同時に、フォーカス隊のオスプレイ2機が王宮屋上に飛来。目的は要人の保護と、蘇生系の魔法やアイテムを使われないようにするためだ。それぞれのオスプレイから、グリーンベレー特殊部隊の60名が展開。一瞬で兵士を無力化しつつ、各国の要人を保護している。これは相手に同情する、本気で潰しにかかってきているな。
そんなことを考えていると、迎えのヘリが到着する。ともかく、俺達000の任務は、ここで終わりだ。あとは空と地上部隊が、いつものように蹂躙するだろう。さて、この国は何時間耐えられるかな?

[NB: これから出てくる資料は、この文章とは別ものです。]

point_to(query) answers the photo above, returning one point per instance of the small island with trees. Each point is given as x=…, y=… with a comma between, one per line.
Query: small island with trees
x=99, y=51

垂らされたワイヤーにフックをひっかけ、引き揚げてもらう。2週間弱の間、風呂も着替えもできていないから臭うだろう。すまないなヘリ部隊。
……シャワーを浴びたら炊飯部隊のところで飯を食って、解放部隊と合流だ。
ちなみに炊飯部隊が居るかどうかは聞いていない。だが総帥のことだから、俺達のために連れて来てくれているだろう。
レーションは飽きてしまった。奴のカレーを寄越せ、大盛りだ。